OTR operationalizes policy gradient at the token level. For each token position $t$ in a training sequence, the algorithm samples $K$ candidate tokens from the current policy $\pi_\theta$ using a temperature-scaled softmax to encourage exploration. Each sampled token $a'_{t,j}$ is assigned a reward: $1$ if it matches the ground-truth token $x_t$ , and $\beta$ (typically negative) otherwise. The per-token loss is then computed as:

$\mathcal{L}_{\text{OTR}^t}(\theta) = -\frac{1}{K} \left[ N_{gt} \log \pi_\theta(x_t | s_t) + \beta \sum_{j: a'_{t,j} \neq x_t} \log \pi_\theta(a'_{t,j} | s_t) \right]$

where $N_{gt}$ is the number of times the ground-truth token is sampled. This loss is averaged over all tokens in the sequence. The use of a negative $\beta$ penalizes the model for assigning high probability to incorrect tokens, functioning as a regularizer that improves generalization and stability.

Figure 1: An illustration of the computational divergence between SFT and OTR, highlighting OTR's token-level on-policy sampling and reward assignment.

OTR is implemented efficiently: it requires only token-level sampling and reward computation, avoiding the need for full sequence generation or complex off-policy corrections. The algorithm is compatible with standard LLM training frameworks and can be integrated with minimal changes to the data pipeline.

Empirical Evaluation

Experiments are conducted on mathematical reasoning (OpenR1-Math-220k, NuminaMath-1.5), code generation (HumanEval+, MBPP+), and general reasoning (MMLU-Pro, SuperGPQA, BBEH) benchmarks using Qwen2.5 and Qwen3 model families (3B–8B parameters). OTR consistently outperforms SFT across all domains and model sizes, both in-domain and out-of-domain.

Key findings include:

In mathematical reasoning, OTR yields higher average scores than SFT for all tested models. It also demonstrates reduced catastrophic forgetting, with fewer instances of performance degradation below the base model.
In code and general reasoning tasks, OTR achieves superior average performance, indicating improved transferability and generalization.
Ablation studies on the reward hyperparameter $\beta$ show that negative values (e.g., $\beta = -0.1$ ) provide optimal stability and performance. Assigning positive rewards to incorrect tokens leads to training instability and degraded model distributions.

Figure 2: Effect of $\beta$ on GT token counts, demonstrating the impact of reward regularization on training stability and generalization.

OTR also converges to higher ground-truth token sampling rates than SFT, indicating lower perplexity and more effective utilization of training data.

OTR generalizes the dynamic fine-tuning (DFT) approach, which reweights the SFT loss for ground-truth tokens by their model probability. When $\beta = 0$ , OTR reduces to a Monte Carlo approximation of DFT. However, OTR's explicit penalization of incorrect tokens ( $\beta < 0$ ) yields superior empirical results, underscoring the importance of negative sampling in fine-tuning objectives.

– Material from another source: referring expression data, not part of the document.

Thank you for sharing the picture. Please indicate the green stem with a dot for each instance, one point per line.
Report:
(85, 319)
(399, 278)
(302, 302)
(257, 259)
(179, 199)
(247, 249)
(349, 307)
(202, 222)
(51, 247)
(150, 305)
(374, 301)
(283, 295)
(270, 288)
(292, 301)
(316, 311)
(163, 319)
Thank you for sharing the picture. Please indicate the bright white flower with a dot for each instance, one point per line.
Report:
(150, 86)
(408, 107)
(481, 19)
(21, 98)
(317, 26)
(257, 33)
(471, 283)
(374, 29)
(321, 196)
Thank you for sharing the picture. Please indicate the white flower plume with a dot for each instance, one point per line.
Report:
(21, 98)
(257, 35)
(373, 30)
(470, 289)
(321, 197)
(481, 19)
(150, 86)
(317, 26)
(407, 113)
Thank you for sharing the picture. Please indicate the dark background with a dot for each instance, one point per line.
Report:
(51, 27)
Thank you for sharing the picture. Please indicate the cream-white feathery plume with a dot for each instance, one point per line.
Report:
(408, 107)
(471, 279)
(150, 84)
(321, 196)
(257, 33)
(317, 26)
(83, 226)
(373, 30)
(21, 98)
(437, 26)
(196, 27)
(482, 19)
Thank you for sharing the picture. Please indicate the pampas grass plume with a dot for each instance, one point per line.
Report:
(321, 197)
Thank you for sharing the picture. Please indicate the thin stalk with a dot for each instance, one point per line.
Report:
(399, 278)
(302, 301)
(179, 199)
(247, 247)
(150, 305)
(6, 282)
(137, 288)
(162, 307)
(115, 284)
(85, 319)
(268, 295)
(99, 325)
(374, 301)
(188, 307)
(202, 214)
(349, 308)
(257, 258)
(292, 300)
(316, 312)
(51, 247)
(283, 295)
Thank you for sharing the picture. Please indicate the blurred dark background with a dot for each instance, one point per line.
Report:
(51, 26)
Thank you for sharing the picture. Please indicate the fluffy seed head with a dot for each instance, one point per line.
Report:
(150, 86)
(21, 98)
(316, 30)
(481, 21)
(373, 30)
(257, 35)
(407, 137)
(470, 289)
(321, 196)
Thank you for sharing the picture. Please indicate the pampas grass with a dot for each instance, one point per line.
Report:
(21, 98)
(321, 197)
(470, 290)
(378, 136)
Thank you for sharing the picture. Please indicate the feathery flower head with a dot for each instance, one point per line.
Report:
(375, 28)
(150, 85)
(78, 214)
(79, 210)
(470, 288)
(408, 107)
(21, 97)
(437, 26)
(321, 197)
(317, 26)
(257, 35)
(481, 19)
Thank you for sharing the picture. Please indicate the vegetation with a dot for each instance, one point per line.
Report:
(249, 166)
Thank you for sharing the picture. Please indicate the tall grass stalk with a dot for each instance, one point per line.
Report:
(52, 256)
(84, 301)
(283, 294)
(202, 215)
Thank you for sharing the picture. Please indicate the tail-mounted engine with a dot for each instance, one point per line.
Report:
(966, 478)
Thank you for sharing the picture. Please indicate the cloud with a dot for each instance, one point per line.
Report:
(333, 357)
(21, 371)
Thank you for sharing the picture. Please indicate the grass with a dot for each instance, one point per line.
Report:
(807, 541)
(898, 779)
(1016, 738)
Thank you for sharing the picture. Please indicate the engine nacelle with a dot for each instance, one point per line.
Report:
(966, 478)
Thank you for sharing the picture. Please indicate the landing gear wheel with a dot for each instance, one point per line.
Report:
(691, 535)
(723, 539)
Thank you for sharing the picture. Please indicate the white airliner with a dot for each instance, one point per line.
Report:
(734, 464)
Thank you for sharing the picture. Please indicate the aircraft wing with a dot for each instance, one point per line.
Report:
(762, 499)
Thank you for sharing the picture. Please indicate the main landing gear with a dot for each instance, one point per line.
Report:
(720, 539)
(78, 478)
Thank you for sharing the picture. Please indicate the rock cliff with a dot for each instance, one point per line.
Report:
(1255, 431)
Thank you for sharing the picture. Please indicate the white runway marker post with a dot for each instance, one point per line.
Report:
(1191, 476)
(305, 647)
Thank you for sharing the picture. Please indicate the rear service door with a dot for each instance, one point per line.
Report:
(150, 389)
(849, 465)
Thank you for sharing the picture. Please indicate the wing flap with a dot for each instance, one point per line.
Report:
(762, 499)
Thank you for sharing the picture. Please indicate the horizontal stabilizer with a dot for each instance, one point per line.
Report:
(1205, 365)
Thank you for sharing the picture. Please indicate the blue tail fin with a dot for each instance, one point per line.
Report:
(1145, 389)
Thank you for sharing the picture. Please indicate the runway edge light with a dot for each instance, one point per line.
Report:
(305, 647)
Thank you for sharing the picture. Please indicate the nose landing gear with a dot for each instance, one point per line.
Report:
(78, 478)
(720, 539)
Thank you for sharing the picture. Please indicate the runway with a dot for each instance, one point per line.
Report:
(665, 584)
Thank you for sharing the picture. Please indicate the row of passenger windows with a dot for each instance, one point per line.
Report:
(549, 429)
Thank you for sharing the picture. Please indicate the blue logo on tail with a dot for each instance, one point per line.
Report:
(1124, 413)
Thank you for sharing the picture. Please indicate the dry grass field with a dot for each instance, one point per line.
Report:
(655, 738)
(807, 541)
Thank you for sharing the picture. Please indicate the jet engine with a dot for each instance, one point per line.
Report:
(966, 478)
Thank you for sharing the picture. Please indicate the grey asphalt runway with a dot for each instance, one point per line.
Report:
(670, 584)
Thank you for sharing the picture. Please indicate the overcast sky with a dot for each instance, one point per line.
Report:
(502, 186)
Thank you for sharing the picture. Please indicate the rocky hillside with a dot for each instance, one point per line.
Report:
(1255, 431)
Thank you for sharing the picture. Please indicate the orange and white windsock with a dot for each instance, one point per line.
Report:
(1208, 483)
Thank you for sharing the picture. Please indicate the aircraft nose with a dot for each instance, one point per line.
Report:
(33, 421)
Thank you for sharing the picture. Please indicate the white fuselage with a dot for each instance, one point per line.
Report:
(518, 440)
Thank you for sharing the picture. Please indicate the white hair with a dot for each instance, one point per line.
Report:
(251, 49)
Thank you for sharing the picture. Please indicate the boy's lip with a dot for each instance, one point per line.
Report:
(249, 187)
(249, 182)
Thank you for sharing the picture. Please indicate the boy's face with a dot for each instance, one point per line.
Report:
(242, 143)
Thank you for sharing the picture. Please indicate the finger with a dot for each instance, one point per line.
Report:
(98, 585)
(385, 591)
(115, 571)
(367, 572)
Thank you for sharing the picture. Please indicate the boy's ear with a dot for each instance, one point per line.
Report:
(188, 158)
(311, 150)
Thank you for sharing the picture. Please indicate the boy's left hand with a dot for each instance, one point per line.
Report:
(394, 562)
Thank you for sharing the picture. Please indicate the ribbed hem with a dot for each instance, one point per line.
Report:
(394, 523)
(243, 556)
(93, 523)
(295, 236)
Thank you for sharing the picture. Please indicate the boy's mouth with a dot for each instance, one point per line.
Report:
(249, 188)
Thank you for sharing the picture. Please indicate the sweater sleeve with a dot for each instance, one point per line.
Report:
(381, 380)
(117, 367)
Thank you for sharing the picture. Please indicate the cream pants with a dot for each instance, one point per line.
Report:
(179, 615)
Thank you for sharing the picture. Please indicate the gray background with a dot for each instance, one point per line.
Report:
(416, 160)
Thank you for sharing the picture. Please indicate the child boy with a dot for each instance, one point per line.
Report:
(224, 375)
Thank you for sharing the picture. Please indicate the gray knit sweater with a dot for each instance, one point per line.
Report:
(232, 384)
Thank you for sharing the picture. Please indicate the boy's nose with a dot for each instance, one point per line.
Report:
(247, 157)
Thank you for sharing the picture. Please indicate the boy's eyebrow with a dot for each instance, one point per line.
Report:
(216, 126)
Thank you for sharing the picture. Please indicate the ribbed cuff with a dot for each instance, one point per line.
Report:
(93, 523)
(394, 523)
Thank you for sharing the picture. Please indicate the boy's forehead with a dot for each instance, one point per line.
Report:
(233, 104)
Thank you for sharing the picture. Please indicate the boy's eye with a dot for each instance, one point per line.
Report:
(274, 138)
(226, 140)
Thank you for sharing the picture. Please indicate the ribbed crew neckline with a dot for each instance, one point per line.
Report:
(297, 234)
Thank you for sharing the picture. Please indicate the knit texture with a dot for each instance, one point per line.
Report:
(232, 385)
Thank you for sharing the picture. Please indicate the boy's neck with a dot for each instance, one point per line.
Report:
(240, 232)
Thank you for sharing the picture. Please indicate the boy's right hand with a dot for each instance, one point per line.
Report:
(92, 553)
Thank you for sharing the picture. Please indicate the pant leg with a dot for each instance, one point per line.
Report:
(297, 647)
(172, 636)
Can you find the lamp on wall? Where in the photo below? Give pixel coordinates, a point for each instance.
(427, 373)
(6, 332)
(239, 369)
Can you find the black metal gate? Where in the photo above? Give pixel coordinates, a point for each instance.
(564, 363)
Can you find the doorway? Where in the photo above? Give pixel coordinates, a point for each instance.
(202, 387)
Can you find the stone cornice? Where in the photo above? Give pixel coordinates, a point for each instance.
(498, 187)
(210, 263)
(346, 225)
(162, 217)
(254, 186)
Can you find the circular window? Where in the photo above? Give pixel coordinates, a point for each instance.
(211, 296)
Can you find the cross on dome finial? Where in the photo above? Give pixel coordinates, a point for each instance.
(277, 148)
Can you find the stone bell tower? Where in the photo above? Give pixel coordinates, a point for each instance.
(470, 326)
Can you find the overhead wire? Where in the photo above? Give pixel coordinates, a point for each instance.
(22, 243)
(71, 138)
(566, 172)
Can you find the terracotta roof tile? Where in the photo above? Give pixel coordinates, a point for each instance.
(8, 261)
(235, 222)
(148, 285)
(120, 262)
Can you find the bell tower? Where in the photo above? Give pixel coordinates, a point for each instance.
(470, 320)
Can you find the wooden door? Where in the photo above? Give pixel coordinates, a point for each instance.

OTR is distinct from prior RL-based fine-tuning methods (e.g., PPO, GRPO, DPO, GPG) in its computational efficiency and simplicity. It avoids the instability and complexity of full trajectory RL, while still capturing the essential benefits of on-policy learning.

Practical Implications and Future Directions

OTR provides a practical, scalable alternative to SFT for fine-tuning LLMs, with clear advantages in generalization, knowledge preservation, and computational efficiency. Its token-level design makes it suitable for large-scale training and easy integration into existing pipelines.

Potential future developments include:

Scaling OTR to larger models (e.g., 70B+ parameters) and broader datasets.
Extending the framework to multi-token rollouts and more sophisticated reward functions.
Adapting OTR to multimodal domains (e.g., vision-language tasks).
Investigating theoretical properties of token-level on-policy learning and its impact on model calibration and robustness.

Conclusion

One-Token Rollout bridges the gap between SFT and RL by simulating on-policy learning at the token level, yielding consistent improvements in generalization and knowledge retention across diverse LLM benchmarks. The approach demonstrates that dynamic, on-policy data is a critical driver of fine-tuning efficacy, and establishes OTR as a robust, efficient, and theoretically grounded alternative to standard SFT for LLM adaptation.